Express each of these statements using quantifiers. Then form the negation of the statement so that no negation is to the left of a quantifier. Next, express the negation in simple Eglish.
b. "There is a student in this class who has chatted with exactly one other student"

Answer 2

I looked up the answers to the this problem, but I have no friggin clue how they got there.

Answer 3

If this is what I think it is, are we talking about things like "there exists a number x such that" blah blah?

Answer 4

Statement: ∃x∃y( Q(x,y) ∧ ∀z ( z ≠ x ∨ ~Q(x,z))))

Answer 5

given the universe of discourse being defined as all students in this class, and Q(x,y) being defined as x has chatted with y

Answer 6

Did you come up with that statement?

Answer 7

No, and I only kind of understand why z is there.

Answer 8

The z is there to make sure there isn't another person with whom they spoke.

Answer 9

z would be hypothetically the other person, so it's saying such a person does not exist.

Answer 10

namely, when we say one other student we mean that Q(x,x) can be true or false?

Answer 11

but x=y is a possiblity

Answer 12

in which case x has both chatted with x as well as with y, meaning x has chatted with 2 people

Answer 13

or is Q(x,x)=F for all cases?

Answer 14

Technically this statement allows yourself to be the person you're talking with. It doesn't not say \(x\neq y\)

Answer 15

but the main issue is after I negate teh statement I have to translate it into english (which isn't a big deal gettign wrong since I have the answer key), but I have no clue how to do it

Answer 16

You just have a lot of freedom.

Answer 17

so you're saying that based off of the original english (the statement was not part of the problem, but I believe it is part of the standard answer key) you can be the person you have chatted with

Answer 18

Negate it logically first.

Answer 19

meaning that if you have chatted with yourself then you have not chatted with anyone else?

Answer 20

Well that is a possibility.

Answer 21

But you don't necessarily have to note that out. It's a logical consequence of the statement.

Answer 22

because if you have chatted with yourself that's exactly one person you've chatted with

Answer 23

It could be that \(Q(x.x)\) always results in false because it has a \(x\neq y\) baked into it.

Answer 24

can you show me how to construct the statement from scratch again?

Answer 25

In other works, it could be that \(Q(x,y)\) means "\(x\) has talked to \(y\) and \(x\) is not \(y\)"

Answer 26

If you've already been given a statement, stick with the statement you were given.
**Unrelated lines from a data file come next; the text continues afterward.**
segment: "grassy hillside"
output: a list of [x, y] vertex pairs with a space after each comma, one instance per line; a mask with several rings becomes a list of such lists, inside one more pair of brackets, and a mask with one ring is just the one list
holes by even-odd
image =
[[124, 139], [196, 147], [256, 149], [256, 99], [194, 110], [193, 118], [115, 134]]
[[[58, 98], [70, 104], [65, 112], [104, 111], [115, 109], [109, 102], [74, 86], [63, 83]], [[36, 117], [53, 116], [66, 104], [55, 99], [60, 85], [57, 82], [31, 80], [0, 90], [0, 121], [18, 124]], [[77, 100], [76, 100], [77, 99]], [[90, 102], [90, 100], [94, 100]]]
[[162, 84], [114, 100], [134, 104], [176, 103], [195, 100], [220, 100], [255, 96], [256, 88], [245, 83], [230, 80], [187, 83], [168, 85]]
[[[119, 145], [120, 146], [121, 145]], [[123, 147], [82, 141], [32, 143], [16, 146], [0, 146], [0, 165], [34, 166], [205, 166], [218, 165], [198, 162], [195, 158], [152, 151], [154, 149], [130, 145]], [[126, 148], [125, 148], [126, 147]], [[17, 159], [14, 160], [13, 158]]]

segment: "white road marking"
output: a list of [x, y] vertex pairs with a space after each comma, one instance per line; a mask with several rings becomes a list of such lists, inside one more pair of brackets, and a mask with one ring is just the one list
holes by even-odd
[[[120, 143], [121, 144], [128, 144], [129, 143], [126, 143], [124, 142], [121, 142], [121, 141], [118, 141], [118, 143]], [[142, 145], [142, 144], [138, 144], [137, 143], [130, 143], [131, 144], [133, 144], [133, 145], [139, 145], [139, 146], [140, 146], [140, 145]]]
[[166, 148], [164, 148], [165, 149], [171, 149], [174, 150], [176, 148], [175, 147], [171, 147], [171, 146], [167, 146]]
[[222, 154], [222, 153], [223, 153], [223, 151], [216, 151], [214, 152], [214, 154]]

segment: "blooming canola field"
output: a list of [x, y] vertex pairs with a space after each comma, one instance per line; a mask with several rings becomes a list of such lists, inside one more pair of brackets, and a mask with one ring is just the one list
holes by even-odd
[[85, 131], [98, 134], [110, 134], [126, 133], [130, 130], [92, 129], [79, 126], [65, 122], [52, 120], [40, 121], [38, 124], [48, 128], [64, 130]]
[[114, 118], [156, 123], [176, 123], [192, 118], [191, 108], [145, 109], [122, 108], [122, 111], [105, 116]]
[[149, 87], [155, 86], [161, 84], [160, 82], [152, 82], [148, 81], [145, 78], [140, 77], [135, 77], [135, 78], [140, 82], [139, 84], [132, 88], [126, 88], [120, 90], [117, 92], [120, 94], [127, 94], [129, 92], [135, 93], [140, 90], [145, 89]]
Do you have to make up the statement yourself?

Answer 27

that statement I have to make up

Answer 28

What is the statement do you have to make up?

Answer 29

"∃x∃y( Q(x,y) ∧ ∀z ( z ≠ x ∨ ~Q(x,z))))" that's the first part of the problem -I translate the engilsh sentence into a statement. I looked at a lot of logically equiavlent statements online by searching for the answers to the problem, and this one made the most sense to me

Answer 30

So that is the answer you found online?

Answer 31

yeah

Answer 32

uhm

Answer 33

sorry it's ∃x∃y( Q(x,y) ∧ ∀z ( z = x ∨ ~Q(x,z))))

Answer 34

the last disjunction was originally given in implication form p -> q but I changed it into ~p V q since it was just all a mess to me

Answer 35

so the original statement I was given was ∃x∃y( Q(x,y) ∧ ∀z ( z ≠ x → ~Q(x,z))))

Answer 36

oh wait
http://math.stackexchange.com/questions/73300/negation-of-uniqueness-quantifier

Answer 37

Yeah, you want to build around that.

Answer 38

Use that to make \(y\) unique.

Answer 39

Then around that put ∃x ( [...] ∧ x ≠ y) where [...] is the uniqueness for y.